Barnard’s Hess Delves Deeper into Playwriting in Chile

September 26, 2019

Elizabeth Hess, a New York-based arts educator, playwright, performer and director, as well as the Shakespeare/Chekhov Laboratory professor of the Theatre Department at Columbia University’s Barnard College, returned to Chile in August to advance the international performing arts exchange begun in 2018.

The August visit was a follow-up from Hess’s session at Universidad Católica (UC) in last October on ‘Embodied Performance’ - her hybrid approach to performance / playwriting – in the context of the Women Playwrights International (WPI) conference in Chile.
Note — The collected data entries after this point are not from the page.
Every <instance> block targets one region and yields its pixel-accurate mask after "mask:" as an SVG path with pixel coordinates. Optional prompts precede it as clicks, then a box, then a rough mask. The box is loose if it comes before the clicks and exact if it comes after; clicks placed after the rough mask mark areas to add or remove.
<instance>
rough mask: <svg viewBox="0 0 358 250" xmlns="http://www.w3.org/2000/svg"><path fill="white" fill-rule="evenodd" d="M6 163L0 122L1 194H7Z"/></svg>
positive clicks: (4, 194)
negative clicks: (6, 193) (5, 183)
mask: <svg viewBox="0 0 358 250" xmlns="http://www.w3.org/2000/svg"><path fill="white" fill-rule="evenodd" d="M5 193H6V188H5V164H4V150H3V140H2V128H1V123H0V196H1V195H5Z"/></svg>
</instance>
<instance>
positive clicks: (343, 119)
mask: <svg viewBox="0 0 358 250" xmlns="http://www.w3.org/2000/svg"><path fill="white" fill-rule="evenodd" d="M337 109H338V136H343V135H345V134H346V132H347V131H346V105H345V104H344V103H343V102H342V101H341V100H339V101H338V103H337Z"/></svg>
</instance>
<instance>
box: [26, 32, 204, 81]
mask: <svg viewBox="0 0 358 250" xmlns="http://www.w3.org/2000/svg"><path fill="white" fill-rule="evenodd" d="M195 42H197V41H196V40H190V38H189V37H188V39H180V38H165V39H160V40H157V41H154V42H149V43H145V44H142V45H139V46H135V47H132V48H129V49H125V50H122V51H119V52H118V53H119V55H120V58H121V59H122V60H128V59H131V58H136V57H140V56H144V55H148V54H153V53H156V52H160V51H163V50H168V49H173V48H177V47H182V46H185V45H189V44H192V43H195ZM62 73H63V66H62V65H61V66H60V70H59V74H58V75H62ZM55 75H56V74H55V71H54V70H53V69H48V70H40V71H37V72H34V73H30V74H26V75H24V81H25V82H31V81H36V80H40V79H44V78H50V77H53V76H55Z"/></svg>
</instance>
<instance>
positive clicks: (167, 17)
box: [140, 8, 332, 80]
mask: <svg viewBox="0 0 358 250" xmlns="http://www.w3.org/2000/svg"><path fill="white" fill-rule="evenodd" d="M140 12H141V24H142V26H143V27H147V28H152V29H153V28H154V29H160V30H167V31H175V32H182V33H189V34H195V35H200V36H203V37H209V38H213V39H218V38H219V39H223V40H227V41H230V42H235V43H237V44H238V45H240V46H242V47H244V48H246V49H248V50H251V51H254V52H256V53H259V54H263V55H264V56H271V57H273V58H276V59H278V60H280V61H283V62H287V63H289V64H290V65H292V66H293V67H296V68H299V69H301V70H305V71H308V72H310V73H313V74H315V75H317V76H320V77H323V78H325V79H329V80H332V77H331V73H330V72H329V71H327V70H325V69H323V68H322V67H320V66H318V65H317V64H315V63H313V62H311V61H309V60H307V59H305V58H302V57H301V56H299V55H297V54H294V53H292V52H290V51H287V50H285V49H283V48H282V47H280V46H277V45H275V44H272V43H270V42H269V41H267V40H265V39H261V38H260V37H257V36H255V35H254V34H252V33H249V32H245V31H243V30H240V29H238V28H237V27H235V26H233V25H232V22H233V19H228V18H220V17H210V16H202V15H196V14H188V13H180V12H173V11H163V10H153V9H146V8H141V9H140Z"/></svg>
This year, Alexei Vergara, Director of the UC Theater Department, invited her to return to lead a more extensive, two-week workshop on Embodied Performance.

“The seeds that were planted during the initial visit lead to the creation of Chilean stories for my play SPOILED – based on global violence against women,” notes Hess. The chronicles archive now consists of 22 stories from Chile, India, Germany, Turkey and the US. Once the dates were set for her return to Santiago, Hess began to organize a reading of SPOILED, focusing on six selected stories from Chile and the US. Carolina Araya, a theater professor at Chile’s Universidad Finis Terrae secured a theater at the school and casted two other actresses to join her in the reading. “The actresses breathed stunning life into the stories – all told from the male point of view yet informed by their impulses and insights as female-identified performers,” says Hess.

Following the performance, UC Faculty of Letters Professor Allison Ramay led a spirited panel discussion. “It was a deeply moving experience which further illustrated what we affectionately called an ‘orgánica’ exchange – one in which the female-driven collaboration was inclusive and non-hierarchical, and an important and necessary antidote to patriarchal posturing,” according to the playwright.

As a result of this international exchange, Hess has had talks with UC about the possibility of inviting select students and/or educators to reciprocate in New York with Barnard College. She is also exploring the possibility of a future production of SPOILED in Santiago, in Spanish, “with my invested, inquiring and astute Chilean team of collaborators.”